Metal Music Machines

This week I spent a day improvising and recording audio with Doktorb Robotnik (Adrian Lucas) and was reminded of one of the key aims driving my research. I am developing software devices which allow the user to manipulate audio, video and other data in real time. By creating these works I am attempting to give the user the same feeling of control that I experience when performing live audio, of creating order out of chaos and letting it fall apart again.

Adrian and I have been making improvised sound art / noise / music together, for about 9 years. During this time we have developed various methods for collaborative performance and our production methods have evolved considerably.

Initially we would assemble, manipulate and sequence sound objects on computer in to create finished ‘tracks’, often to accompany short video works. While our process was improvisational in many ways, the combination of unlimited levels of ‘undo’ afforded by the computer software and the goal of producing a piece of a set duration meant that hours of work went into seconds of sound.

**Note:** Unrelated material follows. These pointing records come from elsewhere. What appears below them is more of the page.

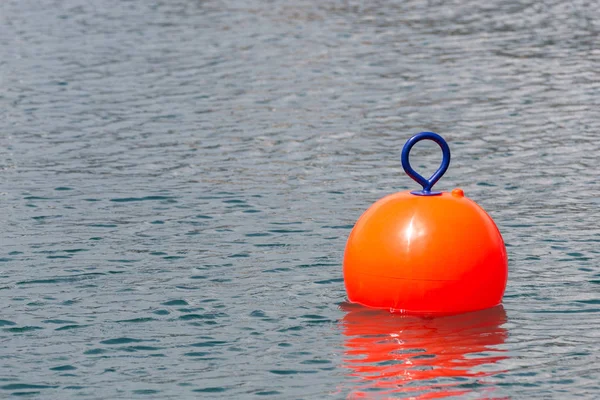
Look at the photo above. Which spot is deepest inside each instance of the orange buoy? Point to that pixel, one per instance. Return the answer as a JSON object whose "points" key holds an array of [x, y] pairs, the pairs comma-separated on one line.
{"points": [[425, 252]]}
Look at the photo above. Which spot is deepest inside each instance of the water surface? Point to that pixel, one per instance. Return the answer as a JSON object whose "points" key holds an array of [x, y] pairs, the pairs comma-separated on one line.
{"points": [[178, 179]]}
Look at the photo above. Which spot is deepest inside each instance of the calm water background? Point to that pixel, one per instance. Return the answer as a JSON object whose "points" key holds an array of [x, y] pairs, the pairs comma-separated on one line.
{"points": [[178, 179]]}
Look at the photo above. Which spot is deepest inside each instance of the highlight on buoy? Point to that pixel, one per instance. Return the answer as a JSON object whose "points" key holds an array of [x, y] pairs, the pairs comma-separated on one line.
{"points": [[425, 252]]}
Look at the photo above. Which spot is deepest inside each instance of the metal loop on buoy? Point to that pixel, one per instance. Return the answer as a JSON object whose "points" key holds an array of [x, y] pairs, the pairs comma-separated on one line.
{"points": [[426, 183]]}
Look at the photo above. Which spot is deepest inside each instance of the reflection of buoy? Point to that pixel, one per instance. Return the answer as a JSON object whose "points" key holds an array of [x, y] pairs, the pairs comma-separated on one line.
{"points": [[424, 358], [425, 252]]}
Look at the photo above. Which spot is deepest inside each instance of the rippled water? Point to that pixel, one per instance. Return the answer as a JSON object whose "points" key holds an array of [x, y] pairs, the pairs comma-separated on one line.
{"points": [[178, 179]]}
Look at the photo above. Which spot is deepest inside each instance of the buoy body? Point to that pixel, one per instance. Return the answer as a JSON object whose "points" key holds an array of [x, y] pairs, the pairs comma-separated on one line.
{"points": [[425, 253]]}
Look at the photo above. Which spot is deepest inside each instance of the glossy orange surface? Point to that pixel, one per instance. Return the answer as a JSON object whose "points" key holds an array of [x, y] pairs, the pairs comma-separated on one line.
{"points": [[426, 255], [390, 354]]}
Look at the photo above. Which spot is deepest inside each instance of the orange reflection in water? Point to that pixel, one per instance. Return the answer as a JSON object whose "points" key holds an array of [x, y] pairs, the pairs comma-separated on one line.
{"points": [[394, 355]]}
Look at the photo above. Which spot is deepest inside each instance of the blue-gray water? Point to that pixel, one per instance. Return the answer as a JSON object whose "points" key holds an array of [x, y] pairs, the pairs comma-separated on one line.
{"points": [[178, 180]]}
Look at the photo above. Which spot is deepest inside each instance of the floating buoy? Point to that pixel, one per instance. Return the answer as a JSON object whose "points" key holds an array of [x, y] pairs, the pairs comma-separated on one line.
{"points": [[425, 252]]}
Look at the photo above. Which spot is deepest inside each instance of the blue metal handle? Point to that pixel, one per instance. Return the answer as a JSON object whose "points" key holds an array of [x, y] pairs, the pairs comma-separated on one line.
{"points": [[426, 183]]}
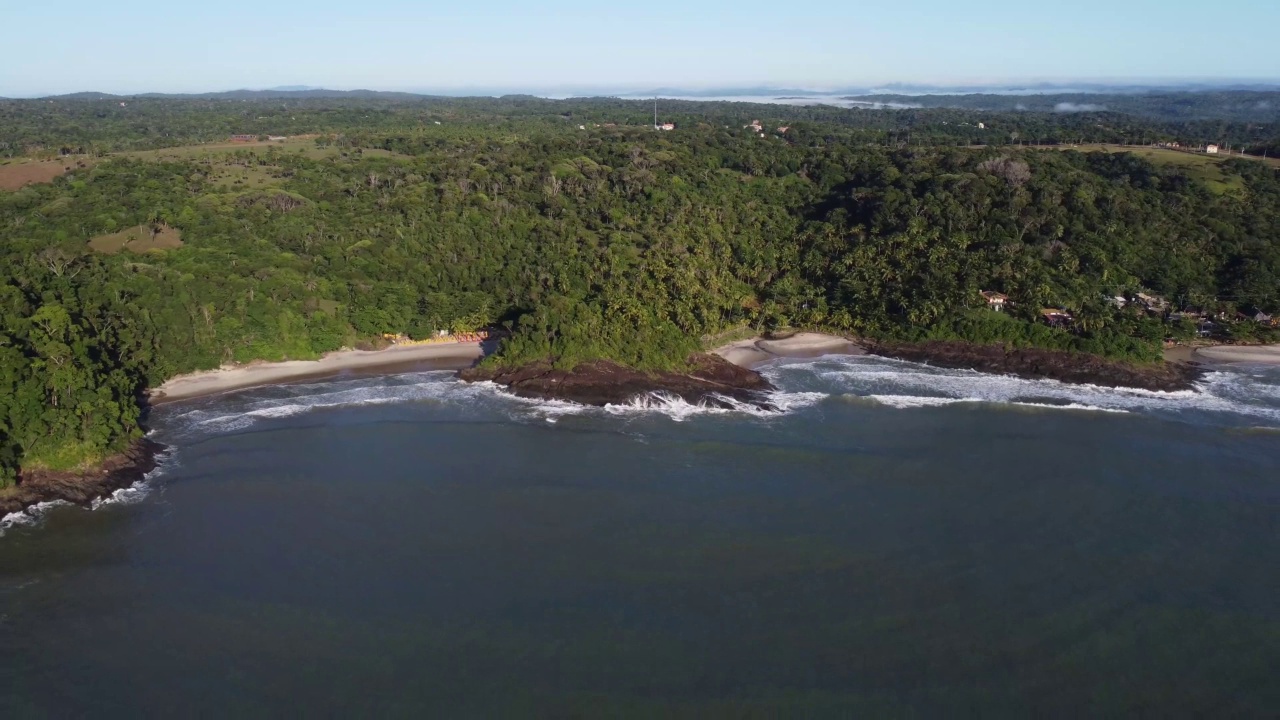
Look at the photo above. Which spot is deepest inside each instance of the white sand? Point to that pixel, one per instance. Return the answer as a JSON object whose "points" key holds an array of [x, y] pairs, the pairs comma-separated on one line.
{"points": [[752, 352], [1256, 354], [210, 382]]}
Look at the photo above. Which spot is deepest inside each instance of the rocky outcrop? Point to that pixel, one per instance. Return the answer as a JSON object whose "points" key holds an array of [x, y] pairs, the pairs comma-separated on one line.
{"points": [[1052, 364], [708, 381], [82, 487]]}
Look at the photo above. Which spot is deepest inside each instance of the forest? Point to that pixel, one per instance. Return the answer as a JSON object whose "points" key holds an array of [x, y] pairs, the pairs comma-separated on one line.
{"points": [[586, 233]]}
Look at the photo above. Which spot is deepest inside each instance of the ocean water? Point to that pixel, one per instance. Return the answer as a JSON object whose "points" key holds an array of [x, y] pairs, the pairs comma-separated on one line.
{"points": [[895, 541]]}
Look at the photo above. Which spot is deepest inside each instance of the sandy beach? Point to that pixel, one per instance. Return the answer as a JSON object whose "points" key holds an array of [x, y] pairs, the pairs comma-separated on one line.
{"points": [[1252, 354], [754, 351], [435, 356]]}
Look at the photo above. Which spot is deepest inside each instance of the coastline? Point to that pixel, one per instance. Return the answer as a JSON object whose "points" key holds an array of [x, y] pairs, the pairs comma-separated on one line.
{"points": [[1240, 354], [755, 351], [82, 487], [405, 359]]}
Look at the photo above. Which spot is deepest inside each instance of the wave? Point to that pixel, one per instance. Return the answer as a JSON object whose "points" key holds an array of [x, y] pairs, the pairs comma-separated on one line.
{"points": [[903, 384], [245, 409], [30, 516], [679, 409], [890, 383]]}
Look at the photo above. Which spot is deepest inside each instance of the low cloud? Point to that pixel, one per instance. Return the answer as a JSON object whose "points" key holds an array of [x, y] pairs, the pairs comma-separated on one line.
{"points": [[1078, 108]]}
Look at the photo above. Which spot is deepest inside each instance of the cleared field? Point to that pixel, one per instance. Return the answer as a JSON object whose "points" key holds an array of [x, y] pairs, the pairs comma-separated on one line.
{"points": [[141, 238], [1197, 165], [300, 145], [18, 173]]}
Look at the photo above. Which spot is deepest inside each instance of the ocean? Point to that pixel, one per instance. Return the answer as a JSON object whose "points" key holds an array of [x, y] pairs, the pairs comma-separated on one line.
{"points": [[894, 541]]}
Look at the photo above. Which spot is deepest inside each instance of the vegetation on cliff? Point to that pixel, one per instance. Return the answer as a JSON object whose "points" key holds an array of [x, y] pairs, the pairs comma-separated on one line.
{"points": [[593, 242]]}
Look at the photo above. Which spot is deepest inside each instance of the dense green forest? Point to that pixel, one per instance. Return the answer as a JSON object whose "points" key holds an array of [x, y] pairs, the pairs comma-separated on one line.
{"points": [[584, 231]]}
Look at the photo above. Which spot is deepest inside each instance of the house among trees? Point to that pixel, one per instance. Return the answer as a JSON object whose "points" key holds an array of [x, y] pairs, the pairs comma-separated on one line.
{"points": [[995, 300], [1056, 317], [1152, 302]]}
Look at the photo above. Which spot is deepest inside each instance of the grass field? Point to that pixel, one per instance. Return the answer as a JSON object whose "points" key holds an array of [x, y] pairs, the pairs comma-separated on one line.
{"points": [[1197, 165], [236, 173], [17, 173], [301, 145], [137, 240]]}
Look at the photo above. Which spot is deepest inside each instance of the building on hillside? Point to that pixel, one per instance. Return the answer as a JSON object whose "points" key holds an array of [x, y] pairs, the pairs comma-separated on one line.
{"points": [[1056, 317], [1153, 302], [995, 300]]}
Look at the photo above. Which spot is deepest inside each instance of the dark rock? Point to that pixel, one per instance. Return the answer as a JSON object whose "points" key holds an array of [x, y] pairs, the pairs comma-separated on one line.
{"points": [[708, 381], [1052, 364], [82, 487]]}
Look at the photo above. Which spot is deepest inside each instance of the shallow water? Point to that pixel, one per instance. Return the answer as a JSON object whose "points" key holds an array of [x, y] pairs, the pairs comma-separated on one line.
{"points": [[900, 540]]}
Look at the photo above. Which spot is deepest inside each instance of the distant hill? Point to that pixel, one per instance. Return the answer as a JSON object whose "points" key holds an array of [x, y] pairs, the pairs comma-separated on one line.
{"points": [[247, 95]]}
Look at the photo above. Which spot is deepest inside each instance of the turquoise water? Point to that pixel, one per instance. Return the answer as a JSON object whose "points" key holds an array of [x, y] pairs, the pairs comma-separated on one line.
{"points": [[900, 541]]}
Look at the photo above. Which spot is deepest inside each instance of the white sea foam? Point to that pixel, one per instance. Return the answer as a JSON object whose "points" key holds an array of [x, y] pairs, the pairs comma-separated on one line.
{"points": [[904, 384], [30, 516], [891, 383], [124, 496]]}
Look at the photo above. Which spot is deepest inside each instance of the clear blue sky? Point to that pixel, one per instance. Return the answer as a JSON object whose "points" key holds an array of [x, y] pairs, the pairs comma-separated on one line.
{"points": [[173, 46]]}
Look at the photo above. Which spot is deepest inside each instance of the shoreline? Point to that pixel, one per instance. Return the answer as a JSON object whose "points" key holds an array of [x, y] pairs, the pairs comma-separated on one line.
{"points": [[1239, 354], [759, 350], [82, 487], [403, 359]]}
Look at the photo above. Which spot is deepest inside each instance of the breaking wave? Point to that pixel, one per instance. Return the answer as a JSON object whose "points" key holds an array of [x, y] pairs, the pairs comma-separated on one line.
{"points": [[1251, 396], [30, 516], [1242, 397], [246, 409]]}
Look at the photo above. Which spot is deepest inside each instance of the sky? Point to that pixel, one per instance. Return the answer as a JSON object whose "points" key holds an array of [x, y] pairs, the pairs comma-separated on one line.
{"points": [[127, 46]]}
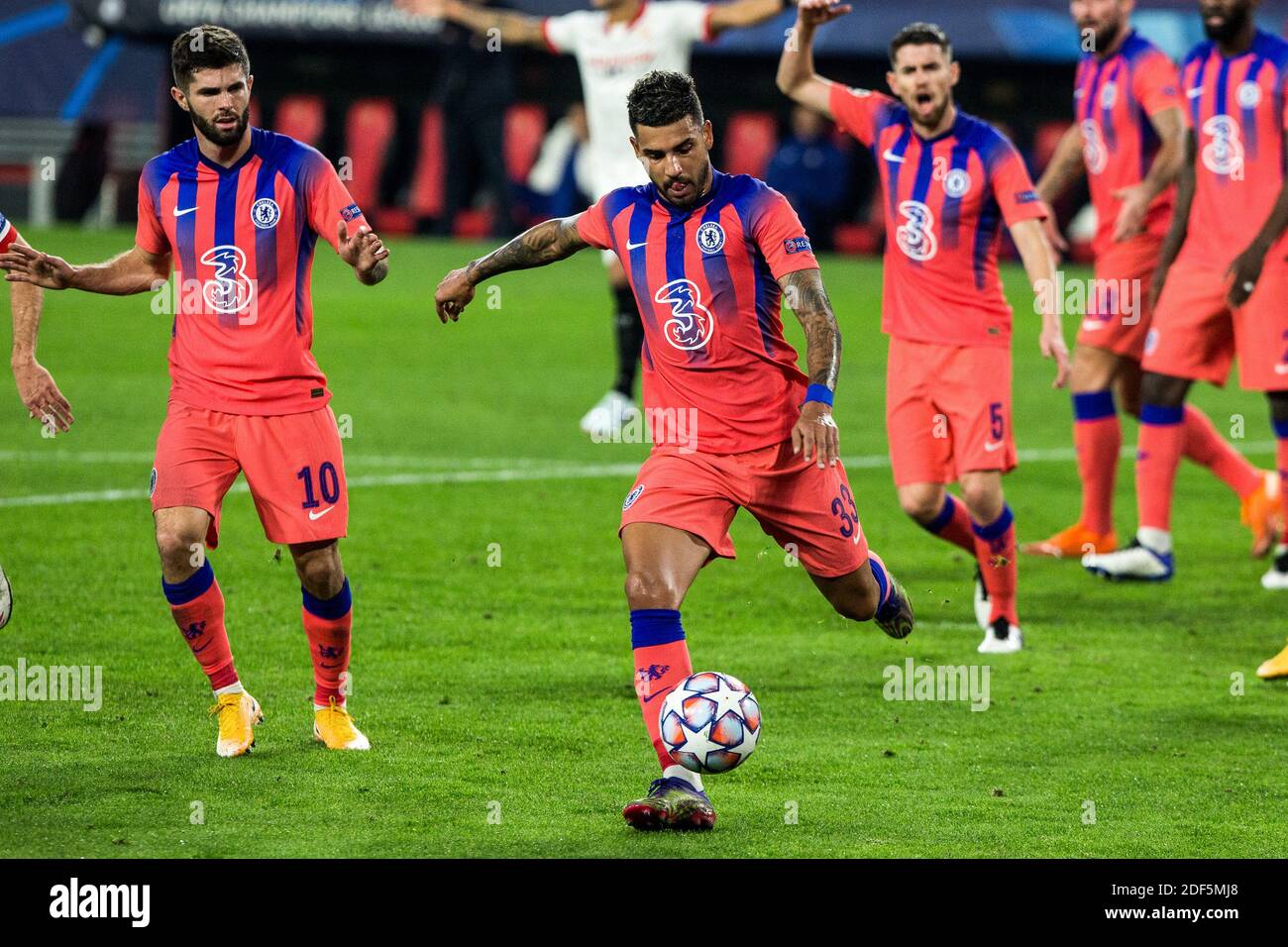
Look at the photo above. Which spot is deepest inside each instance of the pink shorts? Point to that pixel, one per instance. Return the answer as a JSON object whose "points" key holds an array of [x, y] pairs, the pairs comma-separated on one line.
{"points": [[806, 510], [294, 466]]}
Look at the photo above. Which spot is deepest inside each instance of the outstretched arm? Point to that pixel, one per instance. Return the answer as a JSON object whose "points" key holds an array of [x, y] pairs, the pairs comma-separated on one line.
{"points": [[1035, 254], [743, 13], [1179, 228], [815, 434], [797, 76], [1064, 167], [37, 386], [515, 27], [134, 270], [546, 243], [1170, 127]]}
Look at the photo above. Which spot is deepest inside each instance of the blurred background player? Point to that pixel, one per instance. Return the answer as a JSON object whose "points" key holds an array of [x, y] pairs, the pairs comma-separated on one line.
{"points": [[1129, 137], [246, 394], [37, 386], [1223, 275], [763, 436], [948, 381], [614, 44]]}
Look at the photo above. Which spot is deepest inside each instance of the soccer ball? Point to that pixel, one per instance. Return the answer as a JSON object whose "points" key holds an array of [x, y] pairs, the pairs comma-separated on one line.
{"points": [[709, 722]]}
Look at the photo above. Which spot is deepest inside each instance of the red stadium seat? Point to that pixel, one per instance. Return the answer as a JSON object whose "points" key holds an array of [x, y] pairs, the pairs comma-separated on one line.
{"points": [[524, 129], [1044, 142], [300, 118], [748, 144], [369, 131]]}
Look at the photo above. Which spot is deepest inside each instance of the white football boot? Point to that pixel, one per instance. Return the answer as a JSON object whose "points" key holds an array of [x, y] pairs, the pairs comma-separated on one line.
{"points": [[610, 414], [5, 598], [1146, 560], [1001, 638], [1274, 579], [983, 607]]}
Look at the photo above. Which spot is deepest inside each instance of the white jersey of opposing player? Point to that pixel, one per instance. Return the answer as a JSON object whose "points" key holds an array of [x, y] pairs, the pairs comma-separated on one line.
{"points": [[612, 56]]}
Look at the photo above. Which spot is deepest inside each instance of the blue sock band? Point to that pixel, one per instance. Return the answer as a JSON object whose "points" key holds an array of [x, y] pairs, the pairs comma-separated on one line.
{"points": [[997, 527], [1091, 406], [883, 579], [944, 517], [192, 586], [652, 626], [1159, 415], [330, 608], [819, 393]]}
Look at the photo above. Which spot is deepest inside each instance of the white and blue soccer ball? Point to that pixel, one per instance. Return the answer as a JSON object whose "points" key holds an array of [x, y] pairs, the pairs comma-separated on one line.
{"points": [[709, 722]]}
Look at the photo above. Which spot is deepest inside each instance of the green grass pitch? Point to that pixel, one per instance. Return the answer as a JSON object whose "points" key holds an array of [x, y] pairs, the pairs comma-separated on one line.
{"points": [[498, 697]]}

A significant shift occurred when we agreed to perform live at a music festival at uni: Rusfest 98 :-) . With no idea of exactly what we were doing, we assembled a very basic setup consisting of two multi-effect guitar pedals and two basic synthesisers. Each of the pedals was set to a 2 second delay which let us play various sounds on the synths and have them repeat endlessly. Rather than spending hours obsessing over a few seconds of meticulously cut up audio, we were improvising in real time – in front of an audience. It was exhilarating. We had no interest in melody and our pedals were keeping time, we were free to play with sound. We had constructed a kind of machine for the generation and manipulation of sound in real time and given ourselves a set of variables with which to control it. While our individual noise making machines have diverged technologically since then to consist of a series of interconnected guitar effects pedals which feed back on themselves and a computer running live audio sequencing / processing software, the processes at work in our first performance are still employed.

We build ‘machines’ with fixed number of variables and manipulate them to generate audio in real time. This is exactly what I am doing with images and data in both my Quicktime and Quartz Composer Vidgets.